The past year differs, in this regard, from all previous years, partly because I copped on to online banking. This allows the printing out of one’s dire financial situation. Which I did, sticking the result into the diary with such frequency, it speaks to my anxieties about money in 2009.
The bank statements are interspersed with cuttings from newspapers. One announces that men gossip a hell of a lot more than women do.
Another suggests that the proliferation of creative writing courses will result in a situation where we have more writers than readers. Some are quotes confirming my own prejudices. Right in the middle of November 24 is Katherine Mansfield’s comment on EM Forster: “EM Forster never gets any further than warming the teapot. He’s a rare fine hand at that. Feel this teapot. Is it not beautifully warm? Yes, but there ain’t going to be no tea.”
At the top of each page is the title, author’s name, publisher and date of publication of whatever book I was reading on that day. If I go back through 20 years of diaries (and anybody who owns a poshdiary will confirm that throwing it out at the end of the year is simply not possible) I find the same painstaking annotation.

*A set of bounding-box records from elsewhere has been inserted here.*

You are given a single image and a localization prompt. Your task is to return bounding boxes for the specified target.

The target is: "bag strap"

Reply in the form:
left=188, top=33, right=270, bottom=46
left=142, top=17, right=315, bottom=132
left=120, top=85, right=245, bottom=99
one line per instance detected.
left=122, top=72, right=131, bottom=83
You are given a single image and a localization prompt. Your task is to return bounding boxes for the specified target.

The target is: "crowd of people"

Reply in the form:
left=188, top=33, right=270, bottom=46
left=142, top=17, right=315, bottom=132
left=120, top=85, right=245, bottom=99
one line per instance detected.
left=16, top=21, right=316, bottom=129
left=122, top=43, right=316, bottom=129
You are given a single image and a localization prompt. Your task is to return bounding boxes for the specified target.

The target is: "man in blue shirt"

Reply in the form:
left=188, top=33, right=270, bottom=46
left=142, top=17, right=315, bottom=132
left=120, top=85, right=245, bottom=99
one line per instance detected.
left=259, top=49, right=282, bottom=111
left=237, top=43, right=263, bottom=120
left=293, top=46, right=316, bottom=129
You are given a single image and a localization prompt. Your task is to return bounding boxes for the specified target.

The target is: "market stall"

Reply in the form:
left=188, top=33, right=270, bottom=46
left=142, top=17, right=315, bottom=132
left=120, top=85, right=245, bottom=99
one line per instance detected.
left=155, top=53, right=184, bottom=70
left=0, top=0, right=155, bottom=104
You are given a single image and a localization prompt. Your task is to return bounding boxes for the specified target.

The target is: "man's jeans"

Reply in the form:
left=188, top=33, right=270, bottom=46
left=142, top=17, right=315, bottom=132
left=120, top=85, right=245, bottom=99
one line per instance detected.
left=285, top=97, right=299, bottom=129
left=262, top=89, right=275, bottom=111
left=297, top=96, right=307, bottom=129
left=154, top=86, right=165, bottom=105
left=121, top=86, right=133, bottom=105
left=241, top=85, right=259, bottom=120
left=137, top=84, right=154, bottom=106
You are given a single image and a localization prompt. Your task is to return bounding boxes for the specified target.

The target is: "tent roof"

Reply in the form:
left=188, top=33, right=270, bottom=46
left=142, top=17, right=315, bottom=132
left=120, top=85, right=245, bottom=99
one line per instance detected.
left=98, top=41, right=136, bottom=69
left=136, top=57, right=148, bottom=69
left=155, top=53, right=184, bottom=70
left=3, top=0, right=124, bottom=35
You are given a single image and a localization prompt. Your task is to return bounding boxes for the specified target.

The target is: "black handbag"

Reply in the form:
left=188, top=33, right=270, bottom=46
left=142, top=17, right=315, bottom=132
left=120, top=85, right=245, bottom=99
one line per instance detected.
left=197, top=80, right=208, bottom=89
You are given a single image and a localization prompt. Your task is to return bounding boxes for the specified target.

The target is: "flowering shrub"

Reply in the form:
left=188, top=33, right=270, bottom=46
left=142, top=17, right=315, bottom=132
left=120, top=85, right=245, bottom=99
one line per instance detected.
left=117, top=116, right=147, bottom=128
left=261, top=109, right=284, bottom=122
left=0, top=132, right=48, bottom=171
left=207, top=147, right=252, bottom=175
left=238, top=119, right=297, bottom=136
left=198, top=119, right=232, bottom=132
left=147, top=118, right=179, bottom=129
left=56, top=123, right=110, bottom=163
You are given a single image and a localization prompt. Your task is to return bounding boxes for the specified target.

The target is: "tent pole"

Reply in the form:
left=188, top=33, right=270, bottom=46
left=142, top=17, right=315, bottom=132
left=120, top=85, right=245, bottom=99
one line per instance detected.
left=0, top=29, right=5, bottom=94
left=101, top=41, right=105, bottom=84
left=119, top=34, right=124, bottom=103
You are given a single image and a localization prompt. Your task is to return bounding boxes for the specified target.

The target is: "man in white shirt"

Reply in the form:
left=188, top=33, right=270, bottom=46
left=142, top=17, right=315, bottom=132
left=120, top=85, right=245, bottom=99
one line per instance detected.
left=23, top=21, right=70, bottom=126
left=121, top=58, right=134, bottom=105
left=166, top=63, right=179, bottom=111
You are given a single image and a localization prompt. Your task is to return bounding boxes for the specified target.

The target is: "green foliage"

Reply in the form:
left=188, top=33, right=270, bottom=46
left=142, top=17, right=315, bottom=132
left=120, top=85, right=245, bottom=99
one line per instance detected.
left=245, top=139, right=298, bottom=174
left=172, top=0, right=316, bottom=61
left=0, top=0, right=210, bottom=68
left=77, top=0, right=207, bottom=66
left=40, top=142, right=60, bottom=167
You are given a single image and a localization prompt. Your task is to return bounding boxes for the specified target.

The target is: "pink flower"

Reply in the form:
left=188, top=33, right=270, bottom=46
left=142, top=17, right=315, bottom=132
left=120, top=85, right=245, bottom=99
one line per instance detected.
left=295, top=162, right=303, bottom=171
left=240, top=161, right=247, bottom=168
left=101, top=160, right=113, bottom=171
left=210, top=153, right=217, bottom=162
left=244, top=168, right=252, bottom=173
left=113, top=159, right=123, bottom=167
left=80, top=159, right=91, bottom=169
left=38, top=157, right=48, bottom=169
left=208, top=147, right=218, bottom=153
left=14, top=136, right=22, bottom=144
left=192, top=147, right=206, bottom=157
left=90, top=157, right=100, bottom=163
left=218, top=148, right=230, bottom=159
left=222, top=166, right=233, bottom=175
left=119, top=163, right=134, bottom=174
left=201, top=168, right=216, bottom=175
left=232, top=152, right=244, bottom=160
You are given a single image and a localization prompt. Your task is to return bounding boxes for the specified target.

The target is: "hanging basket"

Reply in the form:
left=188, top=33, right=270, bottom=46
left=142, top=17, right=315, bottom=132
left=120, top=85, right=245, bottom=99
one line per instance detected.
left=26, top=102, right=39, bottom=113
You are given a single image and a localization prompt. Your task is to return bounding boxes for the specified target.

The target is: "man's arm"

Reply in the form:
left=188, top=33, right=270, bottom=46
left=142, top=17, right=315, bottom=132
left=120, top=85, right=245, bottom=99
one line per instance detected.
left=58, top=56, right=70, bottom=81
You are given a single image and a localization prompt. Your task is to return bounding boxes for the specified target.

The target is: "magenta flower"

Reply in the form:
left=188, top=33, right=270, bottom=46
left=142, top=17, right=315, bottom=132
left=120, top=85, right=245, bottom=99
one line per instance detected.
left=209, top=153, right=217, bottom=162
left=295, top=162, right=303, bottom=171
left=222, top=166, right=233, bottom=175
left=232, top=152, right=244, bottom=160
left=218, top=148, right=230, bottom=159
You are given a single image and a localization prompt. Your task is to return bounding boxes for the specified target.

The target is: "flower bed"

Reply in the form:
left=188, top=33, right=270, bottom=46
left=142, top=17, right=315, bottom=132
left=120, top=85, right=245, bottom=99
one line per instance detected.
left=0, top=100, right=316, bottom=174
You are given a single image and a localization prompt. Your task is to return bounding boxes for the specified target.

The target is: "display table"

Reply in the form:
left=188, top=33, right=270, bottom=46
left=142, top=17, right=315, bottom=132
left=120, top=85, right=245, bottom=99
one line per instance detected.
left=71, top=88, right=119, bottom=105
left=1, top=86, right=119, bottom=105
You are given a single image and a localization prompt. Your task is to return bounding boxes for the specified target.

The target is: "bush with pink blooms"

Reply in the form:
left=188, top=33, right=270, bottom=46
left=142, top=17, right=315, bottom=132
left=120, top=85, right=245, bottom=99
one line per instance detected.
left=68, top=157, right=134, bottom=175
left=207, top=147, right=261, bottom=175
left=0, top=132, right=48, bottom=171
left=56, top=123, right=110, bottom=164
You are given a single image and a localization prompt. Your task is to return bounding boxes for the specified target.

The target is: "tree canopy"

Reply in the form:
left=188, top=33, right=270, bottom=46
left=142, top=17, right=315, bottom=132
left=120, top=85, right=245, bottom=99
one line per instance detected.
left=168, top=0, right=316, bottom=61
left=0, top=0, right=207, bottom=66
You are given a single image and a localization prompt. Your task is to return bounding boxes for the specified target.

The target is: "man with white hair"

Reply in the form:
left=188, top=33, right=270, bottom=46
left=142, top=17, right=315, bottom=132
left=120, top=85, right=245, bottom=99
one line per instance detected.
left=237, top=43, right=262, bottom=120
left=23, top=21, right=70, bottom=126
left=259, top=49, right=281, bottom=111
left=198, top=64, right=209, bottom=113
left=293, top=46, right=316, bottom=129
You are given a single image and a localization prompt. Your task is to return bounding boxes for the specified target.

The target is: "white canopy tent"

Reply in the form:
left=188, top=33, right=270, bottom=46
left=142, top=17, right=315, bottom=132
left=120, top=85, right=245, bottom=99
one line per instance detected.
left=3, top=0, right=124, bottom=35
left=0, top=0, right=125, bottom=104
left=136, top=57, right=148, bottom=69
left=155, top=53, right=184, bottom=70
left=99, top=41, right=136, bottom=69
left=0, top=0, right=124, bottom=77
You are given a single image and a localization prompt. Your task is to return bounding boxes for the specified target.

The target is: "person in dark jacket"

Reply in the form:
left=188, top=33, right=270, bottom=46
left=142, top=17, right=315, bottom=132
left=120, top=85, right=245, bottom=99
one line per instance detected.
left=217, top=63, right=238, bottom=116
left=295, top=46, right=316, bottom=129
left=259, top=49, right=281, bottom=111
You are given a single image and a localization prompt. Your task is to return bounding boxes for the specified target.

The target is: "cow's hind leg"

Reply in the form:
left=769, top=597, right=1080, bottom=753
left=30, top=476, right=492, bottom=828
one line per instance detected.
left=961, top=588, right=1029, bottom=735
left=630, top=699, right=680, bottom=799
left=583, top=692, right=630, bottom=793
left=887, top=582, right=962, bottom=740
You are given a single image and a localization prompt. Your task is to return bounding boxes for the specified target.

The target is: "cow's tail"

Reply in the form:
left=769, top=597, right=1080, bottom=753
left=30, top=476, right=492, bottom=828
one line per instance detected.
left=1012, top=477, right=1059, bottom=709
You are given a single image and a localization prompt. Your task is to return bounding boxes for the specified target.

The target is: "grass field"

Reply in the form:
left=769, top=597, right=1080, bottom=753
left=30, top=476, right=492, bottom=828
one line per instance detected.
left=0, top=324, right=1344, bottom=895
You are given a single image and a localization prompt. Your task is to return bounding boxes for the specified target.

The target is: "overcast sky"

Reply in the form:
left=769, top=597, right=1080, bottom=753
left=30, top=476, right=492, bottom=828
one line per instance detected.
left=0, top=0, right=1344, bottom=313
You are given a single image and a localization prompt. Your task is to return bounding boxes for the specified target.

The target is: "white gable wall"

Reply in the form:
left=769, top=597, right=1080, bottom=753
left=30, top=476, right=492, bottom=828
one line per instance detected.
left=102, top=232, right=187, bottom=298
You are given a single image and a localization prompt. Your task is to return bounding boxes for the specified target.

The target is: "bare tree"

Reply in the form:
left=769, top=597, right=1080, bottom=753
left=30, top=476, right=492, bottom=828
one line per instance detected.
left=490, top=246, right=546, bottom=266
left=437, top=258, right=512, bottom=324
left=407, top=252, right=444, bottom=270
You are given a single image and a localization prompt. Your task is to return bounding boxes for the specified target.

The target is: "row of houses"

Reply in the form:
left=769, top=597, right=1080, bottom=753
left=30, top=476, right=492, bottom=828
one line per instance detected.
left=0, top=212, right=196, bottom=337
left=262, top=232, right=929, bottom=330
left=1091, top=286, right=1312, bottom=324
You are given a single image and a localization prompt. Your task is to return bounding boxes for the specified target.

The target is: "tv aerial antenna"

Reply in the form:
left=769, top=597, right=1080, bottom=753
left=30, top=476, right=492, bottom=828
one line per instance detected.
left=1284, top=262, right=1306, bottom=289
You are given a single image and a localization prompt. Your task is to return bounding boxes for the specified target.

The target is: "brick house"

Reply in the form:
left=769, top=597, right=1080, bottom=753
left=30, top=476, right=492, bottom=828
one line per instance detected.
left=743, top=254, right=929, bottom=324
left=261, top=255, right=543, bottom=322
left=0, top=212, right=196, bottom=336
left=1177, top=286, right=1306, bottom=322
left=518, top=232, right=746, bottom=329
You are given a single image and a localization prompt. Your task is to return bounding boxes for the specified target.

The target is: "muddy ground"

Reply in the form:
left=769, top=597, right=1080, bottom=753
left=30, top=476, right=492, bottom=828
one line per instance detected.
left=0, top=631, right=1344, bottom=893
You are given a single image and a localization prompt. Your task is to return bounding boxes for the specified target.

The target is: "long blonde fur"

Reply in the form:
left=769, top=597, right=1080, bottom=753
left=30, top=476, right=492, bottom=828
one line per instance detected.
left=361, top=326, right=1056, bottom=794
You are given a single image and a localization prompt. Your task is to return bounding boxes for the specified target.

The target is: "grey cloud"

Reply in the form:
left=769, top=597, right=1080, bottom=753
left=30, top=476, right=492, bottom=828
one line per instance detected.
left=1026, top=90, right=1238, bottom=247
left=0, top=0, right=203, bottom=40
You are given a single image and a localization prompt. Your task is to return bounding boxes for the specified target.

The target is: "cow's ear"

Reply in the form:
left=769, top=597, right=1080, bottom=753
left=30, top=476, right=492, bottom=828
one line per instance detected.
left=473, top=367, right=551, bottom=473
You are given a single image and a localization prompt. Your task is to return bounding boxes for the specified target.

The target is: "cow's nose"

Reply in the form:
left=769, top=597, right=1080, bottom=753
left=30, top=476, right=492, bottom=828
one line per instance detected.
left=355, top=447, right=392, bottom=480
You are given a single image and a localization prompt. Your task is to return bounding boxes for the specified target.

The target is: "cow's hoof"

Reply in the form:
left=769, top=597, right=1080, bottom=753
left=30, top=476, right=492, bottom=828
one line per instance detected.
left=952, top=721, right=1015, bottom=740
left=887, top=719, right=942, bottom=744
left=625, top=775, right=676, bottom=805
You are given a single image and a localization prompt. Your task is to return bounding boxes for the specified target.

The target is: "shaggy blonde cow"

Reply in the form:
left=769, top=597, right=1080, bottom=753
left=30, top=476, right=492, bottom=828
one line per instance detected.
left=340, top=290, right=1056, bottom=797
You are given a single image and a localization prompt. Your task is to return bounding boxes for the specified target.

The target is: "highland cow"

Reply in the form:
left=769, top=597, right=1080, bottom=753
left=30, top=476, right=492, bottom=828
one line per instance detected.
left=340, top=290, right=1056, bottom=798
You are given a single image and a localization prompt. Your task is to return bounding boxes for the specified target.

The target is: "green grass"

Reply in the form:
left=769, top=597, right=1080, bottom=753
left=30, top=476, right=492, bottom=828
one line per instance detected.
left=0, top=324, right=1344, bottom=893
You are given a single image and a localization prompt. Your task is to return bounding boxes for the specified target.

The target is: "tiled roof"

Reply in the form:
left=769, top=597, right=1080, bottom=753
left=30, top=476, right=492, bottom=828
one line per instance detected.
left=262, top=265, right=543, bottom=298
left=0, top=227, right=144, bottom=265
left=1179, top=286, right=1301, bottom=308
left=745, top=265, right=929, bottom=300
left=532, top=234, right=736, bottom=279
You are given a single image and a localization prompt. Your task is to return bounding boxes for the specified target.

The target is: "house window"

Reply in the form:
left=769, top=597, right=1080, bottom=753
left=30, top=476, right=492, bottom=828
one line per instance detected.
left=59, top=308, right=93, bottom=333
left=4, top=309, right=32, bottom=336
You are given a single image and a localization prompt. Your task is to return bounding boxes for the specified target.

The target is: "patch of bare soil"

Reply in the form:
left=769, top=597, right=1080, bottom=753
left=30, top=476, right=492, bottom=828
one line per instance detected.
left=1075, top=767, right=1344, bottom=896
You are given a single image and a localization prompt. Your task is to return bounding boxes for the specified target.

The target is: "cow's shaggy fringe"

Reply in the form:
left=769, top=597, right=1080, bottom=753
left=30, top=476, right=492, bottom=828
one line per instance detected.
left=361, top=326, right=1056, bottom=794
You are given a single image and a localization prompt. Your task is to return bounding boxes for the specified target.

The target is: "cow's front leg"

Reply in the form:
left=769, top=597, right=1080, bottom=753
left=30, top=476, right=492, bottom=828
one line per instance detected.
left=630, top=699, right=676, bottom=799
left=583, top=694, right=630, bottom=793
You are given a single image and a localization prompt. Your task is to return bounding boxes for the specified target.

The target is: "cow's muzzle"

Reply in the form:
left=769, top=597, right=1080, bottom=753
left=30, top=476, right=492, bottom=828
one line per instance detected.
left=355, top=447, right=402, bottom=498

I’ve no idea why I do this, but it probably goes back to my disastrous schooldays and the never-ending need to prove to my mother that I wasn’t reading rubbish. Except, of course, that half the books listed are definitive rubbish, and all the more enjoyable for that reason.
A recent exception was one of the best reads over Christmas. Michael Jones’s The Retreat, an account of Hitler’s first defeat, in Russia, is largely based on diaries kept by soldiers of the Wermacht and of the Red Army.
As the retreat turned into a rout, a German soldier named Willy Reese recorded what he witnessed.
“There was the stink of frostbite, as men used the same bandage – pus-encrusted and stiff with scabs and rotted flesh – again and again... The bones were exposed, but with their feet wrapped in cloths and sacking, the men had to go on standing sentry duty and fighting...”
The quintessential diary, of course, belonged to Mr Pepys, who developed his own code to keep anybody other than himself reading his accounts of his varied, random and opportunistic sex life.
If Tiger Woods keeps a diary, the odds are the 2010 edition will be a lot duller, in that department, than any he’s kept up to now.